Machado orienta que, dependendo da gravidade do fato, da discriminação, o candidato poderá confeccionar Boletim Unificado e representar criminalmente em desfavor do ofensor e ainda buscar indenização por danos morais.
O advogado trabalhista Victor Passos Costa ressalta que a lei brasileira ainda é muito fraca na proteção de diferenciação entre homens e mulheres.
“Algumas empresas consideram ruim contratar mulher porque elas engravidam e precisam cuidar do filho. Entretanto, hoje, muitos homens também dividem esses cuidados. As profissionais que se sentirem discriminadas podem entrar com uma ação pedindo indenização por dano moral”, orienta.
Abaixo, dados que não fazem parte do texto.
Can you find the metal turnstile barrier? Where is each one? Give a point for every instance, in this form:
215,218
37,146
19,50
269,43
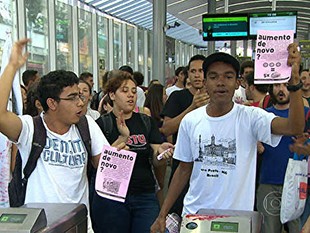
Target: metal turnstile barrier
222,221
44,218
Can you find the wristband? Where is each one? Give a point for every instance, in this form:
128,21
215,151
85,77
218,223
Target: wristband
294,88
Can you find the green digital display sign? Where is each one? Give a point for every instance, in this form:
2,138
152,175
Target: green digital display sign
224,227
12,218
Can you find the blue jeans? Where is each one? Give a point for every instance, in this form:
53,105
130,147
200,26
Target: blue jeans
306,213
136,215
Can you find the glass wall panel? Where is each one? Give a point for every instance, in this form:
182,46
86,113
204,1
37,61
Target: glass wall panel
102,47
64,36
7,32
149,58
130,46
141,58
37,30
85,41
7,26
117,45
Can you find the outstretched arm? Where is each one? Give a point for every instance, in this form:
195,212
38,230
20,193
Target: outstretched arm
295,123
10,124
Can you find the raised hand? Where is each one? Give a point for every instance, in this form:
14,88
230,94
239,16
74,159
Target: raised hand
122,127
294,60
18,57
301,145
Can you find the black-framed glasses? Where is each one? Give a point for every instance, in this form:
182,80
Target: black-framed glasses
74,98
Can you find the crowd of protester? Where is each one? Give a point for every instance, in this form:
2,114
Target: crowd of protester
213,101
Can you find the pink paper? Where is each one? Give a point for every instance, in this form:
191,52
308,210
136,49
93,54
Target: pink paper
114,173
271,56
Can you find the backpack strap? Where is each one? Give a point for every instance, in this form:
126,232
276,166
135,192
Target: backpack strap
38,144
83,128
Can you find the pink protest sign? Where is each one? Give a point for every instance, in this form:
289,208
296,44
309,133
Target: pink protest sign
271,56
114,173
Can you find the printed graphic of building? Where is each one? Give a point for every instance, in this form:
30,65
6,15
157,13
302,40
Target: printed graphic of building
223,154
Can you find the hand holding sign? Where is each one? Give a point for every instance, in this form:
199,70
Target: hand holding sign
271,57
294,60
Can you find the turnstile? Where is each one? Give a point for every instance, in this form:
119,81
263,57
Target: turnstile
221,221
44,218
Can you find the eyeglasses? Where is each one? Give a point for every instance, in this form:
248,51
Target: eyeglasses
74,98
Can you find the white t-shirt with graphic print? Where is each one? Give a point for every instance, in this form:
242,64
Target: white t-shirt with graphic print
223,150
60,175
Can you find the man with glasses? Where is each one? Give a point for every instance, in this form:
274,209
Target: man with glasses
60,173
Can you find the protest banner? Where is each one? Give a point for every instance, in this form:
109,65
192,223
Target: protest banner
271,56
114,173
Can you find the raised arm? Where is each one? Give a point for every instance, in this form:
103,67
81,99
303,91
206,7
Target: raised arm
10,124
295,123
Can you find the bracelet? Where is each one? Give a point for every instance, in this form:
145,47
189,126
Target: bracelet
294,88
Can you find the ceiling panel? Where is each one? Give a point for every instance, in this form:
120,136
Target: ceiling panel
188,13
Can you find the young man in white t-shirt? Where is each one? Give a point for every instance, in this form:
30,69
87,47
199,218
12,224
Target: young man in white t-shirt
216,143
60,173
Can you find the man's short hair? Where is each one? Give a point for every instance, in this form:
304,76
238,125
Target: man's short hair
179,70
197,57
29,75
262,88
126,68
52,84
246,64
220,57
85,75
139,77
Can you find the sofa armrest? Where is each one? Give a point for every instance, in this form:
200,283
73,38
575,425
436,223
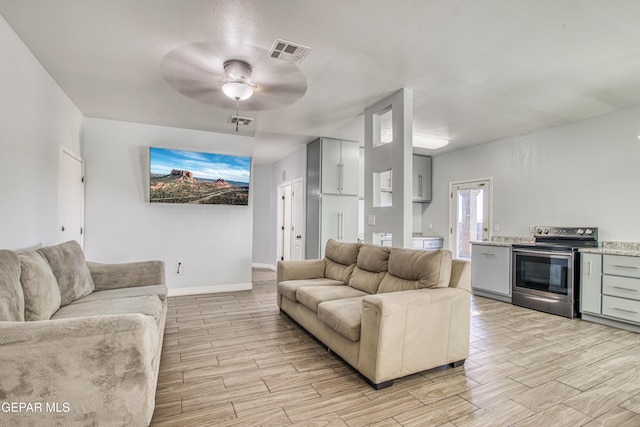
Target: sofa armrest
411,331
460,275
113,276
90,371
300,269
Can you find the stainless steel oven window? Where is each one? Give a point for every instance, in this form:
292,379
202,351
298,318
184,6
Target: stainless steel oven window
543,273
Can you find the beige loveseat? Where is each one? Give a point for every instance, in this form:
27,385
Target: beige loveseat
388,312
80,342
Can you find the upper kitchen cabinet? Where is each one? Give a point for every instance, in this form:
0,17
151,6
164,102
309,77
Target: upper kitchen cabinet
339,166
421,179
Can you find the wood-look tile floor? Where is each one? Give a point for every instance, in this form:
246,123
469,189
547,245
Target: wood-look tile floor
232,359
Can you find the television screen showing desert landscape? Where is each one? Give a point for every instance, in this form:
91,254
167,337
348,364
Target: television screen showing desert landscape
178,176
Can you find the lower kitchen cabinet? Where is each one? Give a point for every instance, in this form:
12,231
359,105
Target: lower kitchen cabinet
610,290
591,283
491,271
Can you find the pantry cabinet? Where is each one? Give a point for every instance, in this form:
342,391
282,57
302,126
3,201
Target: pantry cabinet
421,179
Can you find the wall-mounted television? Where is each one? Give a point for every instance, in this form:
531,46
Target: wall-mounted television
178,176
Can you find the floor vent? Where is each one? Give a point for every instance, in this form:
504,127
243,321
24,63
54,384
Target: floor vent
288,51
242,121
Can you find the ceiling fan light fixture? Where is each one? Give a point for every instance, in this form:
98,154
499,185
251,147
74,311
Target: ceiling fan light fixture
238,91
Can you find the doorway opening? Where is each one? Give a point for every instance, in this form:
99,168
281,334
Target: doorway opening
291,220
470,214
71,198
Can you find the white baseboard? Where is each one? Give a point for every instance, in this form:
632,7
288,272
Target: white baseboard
210,289
267,266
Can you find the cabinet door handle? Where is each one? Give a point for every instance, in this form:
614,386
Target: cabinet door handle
629,267
625,311
625,289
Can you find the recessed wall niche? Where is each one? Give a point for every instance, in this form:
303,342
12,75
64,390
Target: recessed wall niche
382,186
383,128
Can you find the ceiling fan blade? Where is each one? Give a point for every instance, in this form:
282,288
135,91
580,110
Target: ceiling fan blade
197,71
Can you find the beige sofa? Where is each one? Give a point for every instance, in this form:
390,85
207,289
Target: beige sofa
388,312
80,342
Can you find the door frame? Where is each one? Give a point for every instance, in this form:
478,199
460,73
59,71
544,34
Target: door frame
298,215
64,151
283,222
452,204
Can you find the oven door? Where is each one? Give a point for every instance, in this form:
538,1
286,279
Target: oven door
545,273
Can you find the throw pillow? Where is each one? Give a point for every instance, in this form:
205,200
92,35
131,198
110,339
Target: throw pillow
41,291
11,296
70,269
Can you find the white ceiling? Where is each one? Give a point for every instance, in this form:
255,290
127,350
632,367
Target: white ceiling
480,70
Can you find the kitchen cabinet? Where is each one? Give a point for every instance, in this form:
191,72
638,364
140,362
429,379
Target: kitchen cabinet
333,178
591,283
338,215
339,166
421,179
491,271
610,290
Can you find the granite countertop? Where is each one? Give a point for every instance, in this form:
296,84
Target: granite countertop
615,248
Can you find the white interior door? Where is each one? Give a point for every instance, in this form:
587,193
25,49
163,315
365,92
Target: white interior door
284,221
297,219
470,215
71,198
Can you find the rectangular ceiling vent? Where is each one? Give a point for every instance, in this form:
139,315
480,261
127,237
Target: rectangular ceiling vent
288,51
241,121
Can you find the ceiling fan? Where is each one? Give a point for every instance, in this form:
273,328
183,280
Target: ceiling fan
221,75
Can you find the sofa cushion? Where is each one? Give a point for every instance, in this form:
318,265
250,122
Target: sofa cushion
149,305
343,316
414,269
373,258
11,295
41,291
340,259
311,296
342,252
366,281
70,268
288,288
160,291
370,268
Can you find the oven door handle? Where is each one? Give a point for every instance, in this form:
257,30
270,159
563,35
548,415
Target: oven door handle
535,253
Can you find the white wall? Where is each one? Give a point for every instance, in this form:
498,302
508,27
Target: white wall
586,173
37,119
214,242
265,241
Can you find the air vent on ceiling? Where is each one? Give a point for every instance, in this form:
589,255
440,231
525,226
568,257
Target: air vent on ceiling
288,51
242,121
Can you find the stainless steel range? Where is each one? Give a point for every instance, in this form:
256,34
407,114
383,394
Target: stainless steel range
546,274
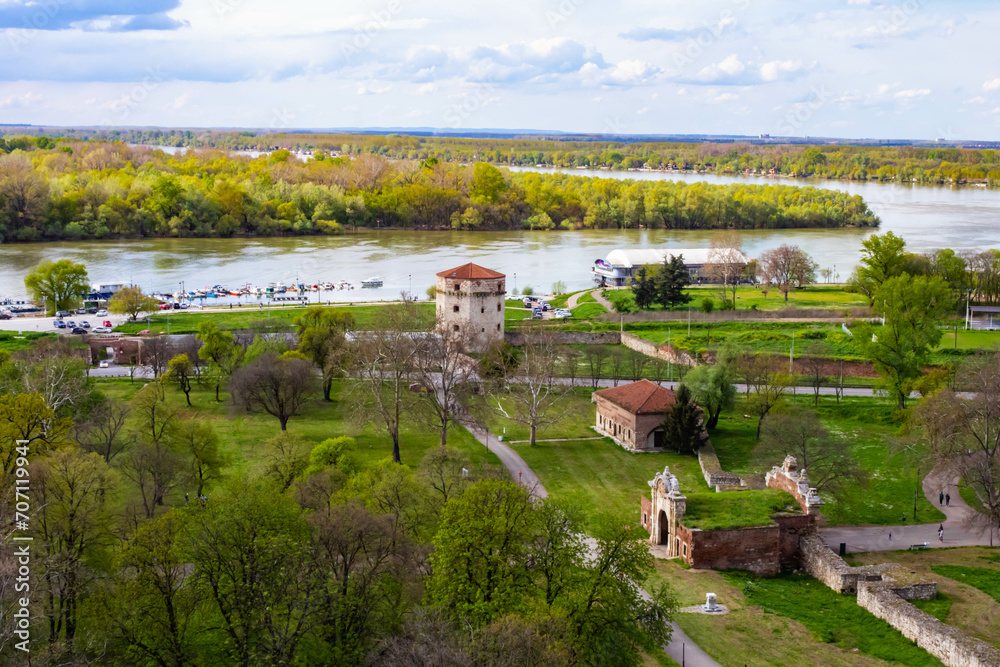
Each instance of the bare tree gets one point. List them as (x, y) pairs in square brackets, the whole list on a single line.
[(726, 260), (445, 372), (527, 389), (594, 356), (787, 267), (964, 432), (384, 360), (156, 353), (104, 430), (279, 385), (766, 384), (814, 364), (826, 460)]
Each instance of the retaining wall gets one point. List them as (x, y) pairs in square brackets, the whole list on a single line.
[(949, 645)]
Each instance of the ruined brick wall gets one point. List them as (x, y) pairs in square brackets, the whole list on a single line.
[(570, 337), (949, 645), (646, 514), (756, 550)]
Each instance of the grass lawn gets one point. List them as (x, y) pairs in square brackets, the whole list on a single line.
[(814, 296), (14, 342), (737, 509), (868, 424), (831, 618), (749, 635), (588, 311), (242, 435), (968, 587), (186, 322)]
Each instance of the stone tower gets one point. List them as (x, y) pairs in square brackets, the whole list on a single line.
[(470, 300)]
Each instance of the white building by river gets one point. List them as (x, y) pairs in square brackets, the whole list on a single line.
[(621, 265)]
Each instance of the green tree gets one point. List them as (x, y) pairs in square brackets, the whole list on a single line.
[(670, 282), (322, 338), (181, 370), (643, 288), (882, 257), (60, 285), (480, 552), (899, 349), (682, 422), (223, 354), (713, 387), (131, 301)]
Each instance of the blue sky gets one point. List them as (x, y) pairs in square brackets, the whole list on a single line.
[(850, 68)]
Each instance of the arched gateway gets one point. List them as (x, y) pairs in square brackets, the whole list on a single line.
[(668, 505)]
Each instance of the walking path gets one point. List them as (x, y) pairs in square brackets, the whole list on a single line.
[(892, 538), (574, 300), (680, 646)]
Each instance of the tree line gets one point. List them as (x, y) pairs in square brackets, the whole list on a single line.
[(907, 164), (74, 190), (303, 554)]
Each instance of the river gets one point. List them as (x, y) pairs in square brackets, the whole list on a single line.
[(927, 217)]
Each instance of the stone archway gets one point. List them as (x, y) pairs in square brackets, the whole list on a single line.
[(668, 505)]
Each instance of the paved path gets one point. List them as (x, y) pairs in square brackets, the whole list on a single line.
[(877, 538)]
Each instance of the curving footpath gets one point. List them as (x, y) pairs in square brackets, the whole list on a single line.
[(893, 538), (680, 648)]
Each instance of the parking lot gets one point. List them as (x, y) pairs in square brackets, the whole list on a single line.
[(45, 323)]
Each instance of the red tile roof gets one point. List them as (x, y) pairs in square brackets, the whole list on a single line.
[(640, 398), (470, 270)]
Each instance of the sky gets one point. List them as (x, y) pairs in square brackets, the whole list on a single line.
[(915, 69)]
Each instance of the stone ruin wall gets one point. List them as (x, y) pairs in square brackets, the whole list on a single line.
[(877, 592), (949, 645)]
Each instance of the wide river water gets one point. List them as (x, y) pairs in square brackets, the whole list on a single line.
[(927, 217)]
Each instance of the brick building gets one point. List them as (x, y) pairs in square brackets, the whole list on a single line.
[(763, 550), (632, 415), (470, 300)]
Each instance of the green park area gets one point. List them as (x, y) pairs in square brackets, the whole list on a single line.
[(968, 580)]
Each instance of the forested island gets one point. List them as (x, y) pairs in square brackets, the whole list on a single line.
[(927, 164), (70, 189)]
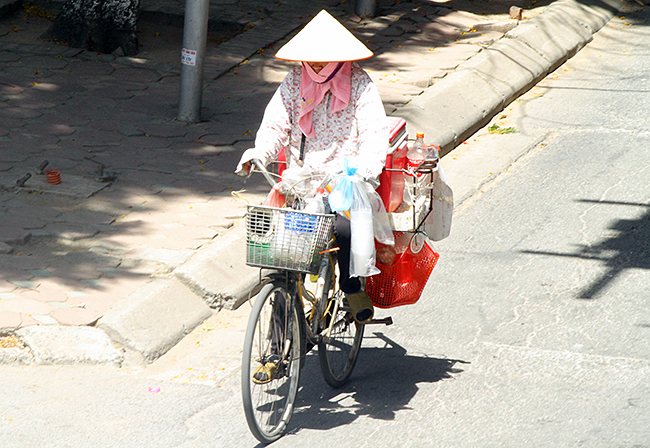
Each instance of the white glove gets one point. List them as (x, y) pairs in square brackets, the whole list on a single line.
[(248, 155)]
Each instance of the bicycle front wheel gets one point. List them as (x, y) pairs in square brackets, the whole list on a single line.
[(340, 341), (273, 333)]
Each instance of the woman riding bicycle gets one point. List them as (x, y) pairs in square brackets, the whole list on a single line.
[(326, 109)]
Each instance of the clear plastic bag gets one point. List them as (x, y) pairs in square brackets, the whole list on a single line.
[(381, 223), (275, 198), (438, 223), (351, 194)]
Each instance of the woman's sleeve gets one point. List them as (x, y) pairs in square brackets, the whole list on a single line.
[(373, 132), (274, 132)]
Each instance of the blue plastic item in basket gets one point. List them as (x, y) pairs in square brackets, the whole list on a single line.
[(300, 222)]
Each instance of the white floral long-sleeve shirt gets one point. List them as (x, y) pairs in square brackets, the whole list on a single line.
[(358, 132)]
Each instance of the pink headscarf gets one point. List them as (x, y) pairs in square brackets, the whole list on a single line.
[(334, 77)]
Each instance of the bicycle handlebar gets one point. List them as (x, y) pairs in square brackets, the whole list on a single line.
[(262, 169)]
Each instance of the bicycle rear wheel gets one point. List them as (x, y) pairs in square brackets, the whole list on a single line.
[(273, 329), (338, 350)]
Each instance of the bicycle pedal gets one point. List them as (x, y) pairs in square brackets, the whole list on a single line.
[(385, 321)]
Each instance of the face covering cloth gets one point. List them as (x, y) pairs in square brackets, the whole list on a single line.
[(334, 77)]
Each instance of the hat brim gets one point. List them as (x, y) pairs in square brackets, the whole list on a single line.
[(324, 39)]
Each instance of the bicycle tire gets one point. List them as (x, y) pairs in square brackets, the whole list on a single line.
[(338, 353), (269, 407)]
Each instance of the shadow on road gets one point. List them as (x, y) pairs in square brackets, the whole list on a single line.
[(384, 382), (626, 247)]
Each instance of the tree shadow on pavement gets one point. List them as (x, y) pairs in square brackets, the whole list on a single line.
[(626, 247), (383, 383)]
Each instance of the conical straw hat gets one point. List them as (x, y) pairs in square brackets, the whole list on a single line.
[(324, 39)]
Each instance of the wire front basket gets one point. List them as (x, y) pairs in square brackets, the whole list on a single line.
[(286, 239)]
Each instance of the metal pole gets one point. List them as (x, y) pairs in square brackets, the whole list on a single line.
[(365, 8), (195, 37)]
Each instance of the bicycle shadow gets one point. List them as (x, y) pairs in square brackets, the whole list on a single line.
[(384, 381)]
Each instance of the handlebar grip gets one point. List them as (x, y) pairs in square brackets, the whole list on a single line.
[(262, 169)]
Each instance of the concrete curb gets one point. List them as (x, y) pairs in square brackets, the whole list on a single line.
[(465, 100), (154, 318)]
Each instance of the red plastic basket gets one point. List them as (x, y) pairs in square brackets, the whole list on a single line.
[(403, 282)]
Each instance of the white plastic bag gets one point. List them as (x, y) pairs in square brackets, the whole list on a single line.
[(438, 223), (381, 223), (351, 193)]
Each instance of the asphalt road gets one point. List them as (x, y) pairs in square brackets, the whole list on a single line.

A maioria das médias e grandes empresas têm canais internos de denúncias contra assédios, mesmo para quem não tem vínculo com a organização.
Já o Ministério do Trabalho tem uma área própria para o enfrentamento dessas práticas, que é a Coordenação Nacional de Combate à Discriminação e Promoção da Igualdade de Oportunidades no Trabalho.
Neste caso, as denúncias podem ser feitas no e-mail: [email protected].